I have 3 1/2 acres that I own and have two Deere's to keep the grass mowed. The first is a 2004 GX335 (with a 54" deck, 14 bushel bagger plus power flow unit and a 42" snow thrower) and a 2012 X360 (with a 48" deck). I have a small brook on one side of my land that needs cleaning once in a while (every couple of years) plus a balsam tree near the house that I trim the top on as it is ALMOST too tall to put Christmas lights on. What I'm thinking of doing is sell the GX335 and getting a 1023e with FEL and mid mount deck (54" or 60"). Plus maybe a snow blower and brush hog (to mow some of the "lawn" that is just old pasture land. I do that now by raising the deck all the way up on my two baby deeres). Do you think the 1023e would work well for me or should I just keep the deeres I now have? And this more than likely will not happen till next year (retired and budget is tight for this "toy" lol)
I think you should keep the Deeres you have now. Doubt you could get much money for them. Keep them, run them inti the ground. The value of them, for you, is higher as keepers. And get the sub-compact of your choice.
Now this is just opinion here, but with those mowers you don't need a MMM for sub-compact. If you need a brush hog, then get that. Or look at any of the rear mowers options to pick the sturdy one that will work on what you want to keep clear. I have brush hog. I'll further suggest a shear pin version. I have the slip clutch version and it is a lot to know and maintain (if you tinker, then get one).
So let's say you get a sub-compact and a loader. Easiest to just leave the loader on all the time. I'm switching between loader and MMM, myself. I also have an old Deere garden tractor/mower (54" deck). I find it easier to still just mow with that, than take the loader off the 1025.
Let me say, yes, easy to take a quick detach loader off. But still is even easier to leave it on. Having a loader tractor separate from a mower tractor is my suggestion of the easiest way. The loader tractor can leave loader on and use 3ph brush hog, and probably should be left on for that (counter-balance front balast, and feeling things in front in tall weeds).
For snow, what to do if you have a loader tractor? I don't favor taking the loader off. I added edge tamers, cheap, easy, effective, so bucket slides along ground for snow "plowing." For 1 driveway, loader bucket clears just fine.

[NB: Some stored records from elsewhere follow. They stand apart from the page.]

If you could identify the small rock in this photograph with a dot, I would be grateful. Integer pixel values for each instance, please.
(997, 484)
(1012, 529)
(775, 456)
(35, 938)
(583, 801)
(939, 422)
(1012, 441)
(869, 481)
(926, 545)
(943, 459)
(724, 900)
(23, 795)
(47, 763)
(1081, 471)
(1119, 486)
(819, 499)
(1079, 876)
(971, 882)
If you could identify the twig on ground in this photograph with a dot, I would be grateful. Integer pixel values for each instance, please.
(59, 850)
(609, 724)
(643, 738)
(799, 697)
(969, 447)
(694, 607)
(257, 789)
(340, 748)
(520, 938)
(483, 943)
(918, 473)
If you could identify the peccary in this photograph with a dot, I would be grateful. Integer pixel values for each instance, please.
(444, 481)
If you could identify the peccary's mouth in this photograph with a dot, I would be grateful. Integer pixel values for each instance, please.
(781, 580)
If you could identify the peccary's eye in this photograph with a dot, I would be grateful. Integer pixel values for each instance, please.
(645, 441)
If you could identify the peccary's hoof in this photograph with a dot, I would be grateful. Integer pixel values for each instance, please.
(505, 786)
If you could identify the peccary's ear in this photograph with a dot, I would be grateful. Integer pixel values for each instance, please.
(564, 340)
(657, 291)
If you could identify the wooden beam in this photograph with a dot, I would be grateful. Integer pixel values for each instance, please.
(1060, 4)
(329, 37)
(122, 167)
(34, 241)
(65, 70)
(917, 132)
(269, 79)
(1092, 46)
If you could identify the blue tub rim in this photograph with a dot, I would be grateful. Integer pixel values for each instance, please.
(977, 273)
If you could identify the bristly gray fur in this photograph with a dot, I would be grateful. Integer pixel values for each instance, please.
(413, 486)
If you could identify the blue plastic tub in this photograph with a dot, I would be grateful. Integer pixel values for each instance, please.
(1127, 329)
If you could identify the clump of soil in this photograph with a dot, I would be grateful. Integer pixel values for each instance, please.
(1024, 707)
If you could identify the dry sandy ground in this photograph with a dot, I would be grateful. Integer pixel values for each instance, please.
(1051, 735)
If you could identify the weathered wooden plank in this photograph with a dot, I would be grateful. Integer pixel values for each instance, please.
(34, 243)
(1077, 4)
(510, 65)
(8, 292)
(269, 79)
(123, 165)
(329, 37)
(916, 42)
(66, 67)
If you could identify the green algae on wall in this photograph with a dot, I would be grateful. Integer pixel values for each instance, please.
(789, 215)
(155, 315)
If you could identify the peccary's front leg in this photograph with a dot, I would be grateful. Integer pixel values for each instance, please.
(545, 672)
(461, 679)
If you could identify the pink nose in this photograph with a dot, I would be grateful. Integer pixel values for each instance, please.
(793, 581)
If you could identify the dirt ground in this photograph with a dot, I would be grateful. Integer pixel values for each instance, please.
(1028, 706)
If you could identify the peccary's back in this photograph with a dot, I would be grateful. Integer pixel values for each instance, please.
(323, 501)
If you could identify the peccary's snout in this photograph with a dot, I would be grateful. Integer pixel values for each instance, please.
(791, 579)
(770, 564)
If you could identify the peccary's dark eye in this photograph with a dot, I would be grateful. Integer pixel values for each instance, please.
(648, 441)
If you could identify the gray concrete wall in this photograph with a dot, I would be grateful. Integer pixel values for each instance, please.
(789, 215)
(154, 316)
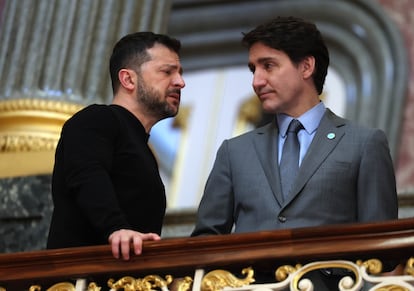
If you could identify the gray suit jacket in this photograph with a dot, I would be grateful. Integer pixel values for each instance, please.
(346, 176)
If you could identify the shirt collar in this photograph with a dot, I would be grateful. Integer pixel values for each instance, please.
(310, 119)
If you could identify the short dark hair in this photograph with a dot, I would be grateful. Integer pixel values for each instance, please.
(298, 39)
(131, 52)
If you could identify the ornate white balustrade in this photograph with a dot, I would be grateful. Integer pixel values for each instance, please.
(228, 262)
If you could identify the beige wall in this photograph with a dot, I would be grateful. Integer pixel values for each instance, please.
(402, 11)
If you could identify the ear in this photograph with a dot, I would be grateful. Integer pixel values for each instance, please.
(127, 78)
(308, 66)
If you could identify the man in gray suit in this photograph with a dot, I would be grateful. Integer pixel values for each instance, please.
(345, 171)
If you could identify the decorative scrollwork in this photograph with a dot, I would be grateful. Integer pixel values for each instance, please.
(409, 268)
(283, 272)
(148, 283)
(218, 279)
(63, 286)
(373, 266)
(299, 282)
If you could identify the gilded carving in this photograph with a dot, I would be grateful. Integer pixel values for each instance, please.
(373, 266)
(32, 124)
(148, 283)
(218, 279)
(182, 284)
(409, 268)
(283, 272)
(298, 281)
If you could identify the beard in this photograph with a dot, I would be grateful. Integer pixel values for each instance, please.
(154, 101)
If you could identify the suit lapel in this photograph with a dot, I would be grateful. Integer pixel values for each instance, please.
(328, 135)
(266, 145)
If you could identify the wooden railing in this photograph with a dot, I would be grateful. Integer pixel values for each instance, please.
(181, 257)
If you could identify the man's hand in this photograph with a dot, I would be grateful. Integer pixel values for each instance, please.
(120, 242)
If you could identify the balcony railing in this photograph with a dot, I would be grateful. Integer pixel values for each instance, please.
(232, 261)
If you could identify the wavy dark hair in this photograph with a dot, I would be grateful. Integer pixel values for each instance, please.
(298, 39)
(131, 52)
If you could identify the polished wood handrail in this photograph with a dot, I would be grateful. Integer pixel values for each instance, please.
(392, 240)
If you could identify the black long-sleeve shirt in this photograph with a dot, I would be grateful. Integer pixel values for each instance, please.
(105, 178)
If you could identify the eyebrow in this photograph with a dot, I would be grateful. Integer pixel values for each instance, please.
(173, 67)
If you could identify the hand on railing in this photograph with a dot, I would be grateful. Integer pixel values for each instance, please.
(121, 240)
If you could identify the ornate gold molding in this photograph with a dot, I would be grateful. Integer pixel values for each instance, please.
(29, 132)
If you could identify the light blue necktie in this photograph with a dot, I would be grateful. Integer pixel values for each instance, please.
(289, 164)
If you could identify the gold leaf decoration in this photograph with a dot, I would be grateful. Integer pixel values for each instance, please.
(373, 266)
(283, 272)
(148, 283)
(218, 279)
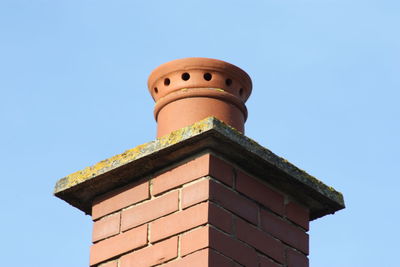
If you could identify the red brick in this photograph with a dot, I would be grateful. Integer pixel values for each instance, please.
(119, 199)
(296, 259)
(197, 259)
(195, 240)
(110, 264)
(117, 245)
(260, 240)
(221, 170)
(298, 214)
(106, 227)
(219, 218)
(181, 174)
(233, 202)
(202, 258)
(233, 248)
(152, 255)
(285, 231)
(179, 222)
(195, 193)
(265, 262)
(192, 170)
(218, 260)
(150, 210)
(261, 193)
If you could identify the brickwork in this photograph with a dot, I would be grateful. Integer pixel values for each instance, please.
(204, 212)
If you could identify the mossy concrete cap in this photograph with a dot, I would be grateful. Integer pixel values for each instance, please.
(207, 136)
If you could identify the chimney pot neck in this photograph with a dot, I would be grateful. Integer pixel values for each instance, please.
(190, 89)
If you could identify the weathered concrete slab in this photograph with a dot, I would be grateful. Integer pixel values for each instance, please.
(80, 188)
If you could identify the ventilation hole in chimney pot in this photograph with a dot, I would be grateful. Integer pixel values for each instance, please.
(207, 76)
(185, 76)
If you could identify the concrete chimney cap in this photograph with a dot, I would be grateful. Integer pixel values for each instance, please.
(198, 72)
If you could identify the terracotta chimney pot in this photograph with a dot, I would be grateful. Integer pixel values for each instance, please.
(190, 89)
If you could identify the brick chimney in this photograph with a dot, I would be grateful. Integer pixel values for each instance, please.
(201, 194)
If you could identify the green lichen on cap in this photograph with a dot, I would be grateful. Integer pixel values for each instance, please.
(133, 154)
(206, 136)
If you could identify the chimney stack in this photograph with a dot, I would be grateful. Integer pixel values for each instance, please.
(202, 194)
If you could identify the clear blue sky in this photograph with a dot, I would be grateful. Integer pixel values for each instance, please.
(326, 97)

Lots can argue for what is best, and it depends on the driveway. My point is the loader bucket will work for snow. You can always get a plow or snow pusher for the loader later, if you decide you don't like the bucket. Or later get a front frame mounted plow or snowblower. I'm just saying, I bet the bucket will work fine.

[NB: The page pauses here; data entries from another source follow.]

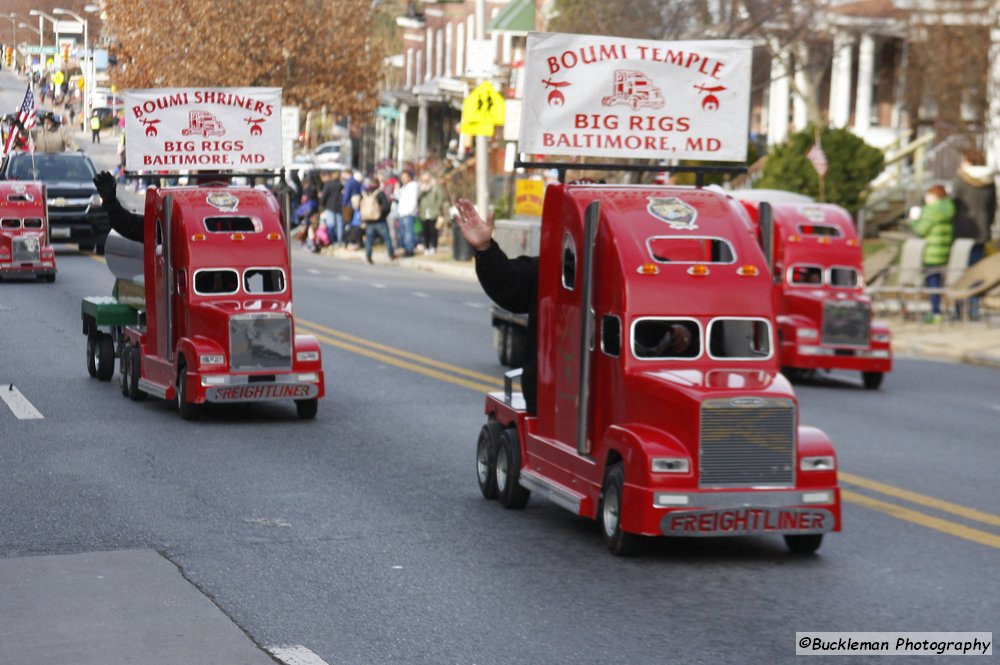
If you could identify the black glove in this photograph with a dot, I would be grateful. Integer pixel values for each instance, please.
(106, 185)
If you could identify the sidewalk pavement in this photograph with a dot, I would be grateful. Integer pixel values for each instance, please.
(975, 342)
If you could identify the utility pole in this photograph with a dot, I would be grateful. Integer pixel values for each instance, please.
(482, 142)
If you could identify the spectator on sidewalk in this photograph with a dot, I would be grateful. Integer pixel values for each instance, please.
(936, 224)
(431, 200)
(330, 200)
(52, 136)
(408, 202)
(975, 195)
(378, 226)
(95, 128)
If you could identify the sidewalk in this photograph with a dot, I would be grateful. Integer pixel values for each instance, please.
(976, 343)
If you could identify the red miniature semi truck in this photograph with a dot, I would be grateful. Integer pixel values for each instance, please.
(25, 250)
(824, 317)
(649, 440)
(205, 315)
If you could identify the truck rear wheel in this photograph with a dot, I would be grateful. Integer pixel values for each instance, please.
(486, 458)
(188, 410)
(804, 544)
(508, 471)
(872, 379)
(307, 408)
(619, 542)
(102, 356)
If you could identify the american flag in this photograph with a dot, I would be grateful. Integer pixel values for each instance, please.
(27, 119)
(818, 158)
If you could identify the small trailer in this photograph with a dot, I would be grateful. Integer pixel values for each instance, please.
(25, 250)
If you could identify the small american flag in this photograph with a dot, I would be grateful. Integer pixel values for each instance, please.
(26, 119)
(818, 158)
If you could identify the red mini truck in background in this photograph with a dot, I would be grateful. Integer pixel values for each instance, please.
(25, 250)
(824, 317)
(646, 439)
(214, 320)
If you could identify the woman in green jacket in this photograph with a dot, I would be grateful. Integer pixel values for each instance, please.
(936, 225)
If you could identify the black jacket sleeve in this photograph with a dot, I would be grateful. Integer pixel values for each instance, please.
(510, 283)
(128, 224)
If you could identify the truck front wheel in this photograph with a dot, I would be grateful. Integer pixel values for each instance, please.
(188, 410)
(486, 459)
(619, 542)
(804, 544)
(508, 471)
(307, 408)
(872, 379)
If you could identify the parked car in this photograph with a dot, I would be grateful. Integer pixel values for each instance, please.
(76, 213)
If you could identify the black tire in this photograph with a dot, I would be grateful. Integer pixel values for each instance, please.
(486, 459)
(508, 471)
(872, 380)
(134, 374)
(804, 544)
(502, 332)
(307, 408)
(92, 354)
(104, 357)
(618, 542)
(515, 346)
(188, 410)
(123, 368)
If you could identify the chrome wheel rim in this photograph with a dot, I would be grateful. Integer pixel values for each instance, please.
(609, 514)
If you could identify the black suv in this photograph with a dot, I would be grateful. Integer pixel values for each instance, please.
(75, 210)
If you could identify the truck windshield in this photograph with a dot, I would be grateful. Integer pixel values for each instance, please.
(666, 338)
(264, 280)
(690, 249)
(739, 339)
(215, 282)
(805, 275)
(843, 277)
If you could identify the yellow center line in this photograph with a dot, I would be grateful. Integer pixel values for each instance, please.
(936, 523)
(921, 499)
(494, 382)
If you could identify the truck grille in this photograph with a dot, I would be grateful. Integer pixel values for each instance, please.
(26, 248)
(260, 341)
(747, 441)
(846, 322)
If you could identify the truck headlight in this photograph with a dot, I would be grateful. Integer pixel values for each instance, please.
(670, 465)
(817, 463)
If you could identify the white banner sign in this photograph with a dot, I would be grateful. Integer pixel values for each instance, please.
(203, 129)
(612, 97)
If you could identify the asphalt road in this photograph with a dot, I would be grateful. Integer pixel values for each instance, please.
(362, 535)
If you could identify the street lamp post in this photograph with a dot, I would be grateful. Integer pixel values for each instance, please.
(86, 70)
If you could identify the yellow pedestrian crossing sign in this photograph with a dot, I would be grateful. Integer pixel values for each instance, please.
(482, 110)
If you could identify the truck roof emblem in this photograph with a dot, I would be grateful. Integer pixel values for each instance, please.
(673, 211)
(224, 201)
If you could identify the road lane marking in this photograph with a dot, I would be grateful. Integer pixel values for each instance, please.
(18, 403)
(351, 342)
(916, 517)
(921, 499)
(296, 655)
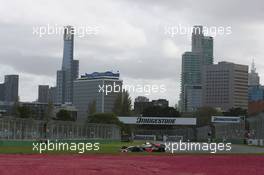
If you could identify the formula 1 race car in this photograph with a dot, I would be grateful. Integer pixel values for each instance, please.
(147, 147)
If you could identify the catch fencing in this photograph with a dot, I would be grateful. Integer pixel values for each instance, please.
(28, 129)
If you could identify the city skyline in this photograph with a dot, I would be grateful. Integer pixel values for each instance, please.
(123, 40)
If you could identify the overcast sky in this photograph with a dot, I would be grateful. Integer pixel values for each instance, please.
(130, 39)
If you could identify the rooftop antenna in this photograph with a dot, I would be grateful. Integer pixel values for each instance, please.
(253, 67)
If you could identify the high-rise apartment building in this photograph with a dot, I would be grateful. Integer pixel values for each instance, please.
(91, 88)
(43, 93)
(192, 63)
(225, 86)
(253, 77)
(11, 88)
(70, 69)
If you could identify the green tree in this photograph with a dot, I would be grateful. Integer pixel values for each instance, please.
(122, 105)
(49, 112)
(204, 115)
(64, 115)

I will say a longer drivewsy, longer than 200 feet, will definitely do better with a plow or snowblower. A plow to quickly roll snow off to the one side, or a snowblower to throw it to one side. Then you run 500 feet like that. Whereas a bucket is more the pushing snow into the bucket, and pushing any extra snow straight ahead. The bucket can fill and still push snow straight ahead, it just doesn't control which side the snow rolls off to. So a bucket for plowing is either a 50 foot push, or a few separate diagonal 50 foot pushes to go 200 feet (simple math is 4 pushes diagonally off to the side gets you 200 feet). If going 500 feet, you probably don't want 10 diagonal pushes, but would rather have an angled plow.

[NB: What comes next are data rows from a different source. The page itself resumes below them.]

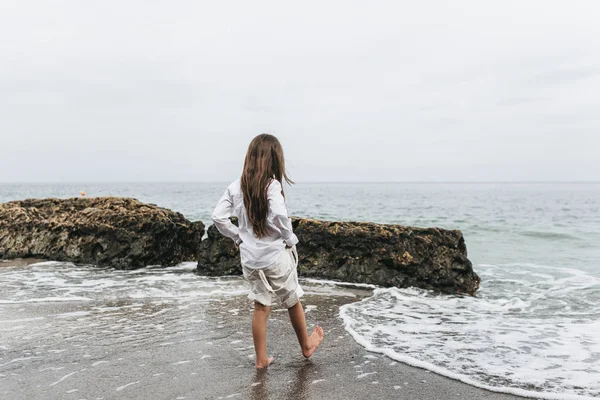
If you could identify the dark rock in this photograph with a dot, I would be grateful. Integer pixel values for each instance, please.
(118, 232)
(385, 255)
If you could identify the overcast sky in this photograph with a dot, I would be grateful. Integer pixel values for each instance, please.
(355, 90)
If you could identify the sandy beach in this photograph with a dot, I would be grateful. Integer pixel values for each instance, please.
(197, 350)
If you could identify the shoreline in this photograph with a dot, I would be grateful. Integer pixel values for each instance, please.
(202, 350)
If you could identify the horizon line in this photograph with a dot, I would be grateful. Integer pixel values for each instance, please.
(311, 182)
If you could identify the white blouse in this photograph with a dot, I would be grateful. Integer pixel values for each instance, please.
(255, 252)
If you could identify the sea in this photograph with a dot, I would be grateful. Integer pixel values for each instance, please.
(532, 329)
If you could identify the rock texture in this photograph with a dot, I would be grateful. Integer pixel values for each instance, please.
(118, 232)
(386, 255)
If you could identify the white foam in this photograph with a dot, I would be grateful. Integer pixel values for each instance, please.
(521, 340)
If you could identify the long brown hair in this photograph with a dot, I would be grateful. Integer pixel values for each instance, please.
(264, 162)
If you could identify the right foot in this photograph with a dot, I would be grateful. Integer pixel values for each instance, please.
(314, 340)
(264, 364)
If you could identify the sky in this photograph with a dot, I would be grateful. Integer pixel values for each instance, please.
(356, 91)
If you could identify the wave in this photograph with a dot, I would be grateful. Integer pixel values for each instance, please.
(549, 235)
(528, 332)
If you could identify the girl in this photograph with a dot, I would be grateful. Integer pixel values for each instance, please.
(266, 241)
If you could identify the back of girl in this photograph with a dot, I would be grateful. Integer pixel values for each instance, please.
(267, 242)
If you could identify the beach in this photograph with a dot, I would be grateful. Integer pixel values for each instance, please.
(193, 348)
(530, 329)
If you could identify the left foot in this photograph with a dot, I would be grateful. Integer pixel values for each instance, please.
(314, 341)
(264, 364)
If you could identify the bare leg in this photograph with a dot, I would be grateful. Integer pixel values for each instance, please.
(259, 334)
(308, 343)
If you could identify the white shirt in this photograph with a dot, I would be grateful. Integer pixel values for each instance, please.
(255, 252)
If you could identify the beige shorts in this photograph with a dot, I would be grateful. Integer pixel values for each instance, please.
(277, 282)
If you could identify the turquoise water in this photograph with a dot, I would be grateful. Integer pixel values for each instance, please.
(533, 326)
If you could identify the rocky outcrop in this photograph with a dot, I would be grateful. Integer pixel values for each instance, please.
(118, 232)
(386, 255)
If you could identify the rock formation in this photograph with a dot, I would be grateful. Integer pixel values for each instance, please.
(118, 232)
(385, 255)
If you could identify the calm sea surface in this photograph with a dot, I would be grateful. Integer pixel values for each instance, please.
(534, 326)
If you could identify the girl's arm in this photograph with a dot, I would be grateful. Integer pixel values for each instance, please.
(278, 212)
(221, 215)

I have a rear blade, which can be angled. You need something back there for ballast, so either a ballast box, a rear blade, or a rear snowblower. No matter what season, you need counter weight in back for your front loader weight.
Most the time, my 1025 is loader and bucket, with ballast box on 3ph (most common all year). In summer, the 2nd most common configuration is loader and bucket, with brush hog on 3ph. In winter, the 2nd most common configuration is loader and bucket, with rear blade on 3ph. I've got some summer projects for the rear blade, but my brush hog gets more use at the moment.
Ballast box is most common no matter the season. Just easier and more compact to work the loader with a ballast box on back than have anything else in rear. For me, this is true for snow, too.
Everyone will be different, but that's my opinion. And I've only had my 1025 since March. Had a lot of snow in March and April, so did use it a lot for that. 24" snowfalls are common for me, per storm, and loader bucket was fine on that. I do also get 36" and 48" storms, and believe loader bucket will work fine on those, also. I still have a walk-behind snowblower, but don't plan on having to use it now that I have the loader bucket.
For others reading this, I not saying anything wrong with a MMM. Just saying if you already have some sort of riding mower, you may find yourself just leaving the bucket on the sub-compact because so many uses for a bucket. But if you didn't have a riding mower, then sure, the sub-compact with a drive over MMM can handle the multiple duties and switching configurations with the well designed Deere is no problem.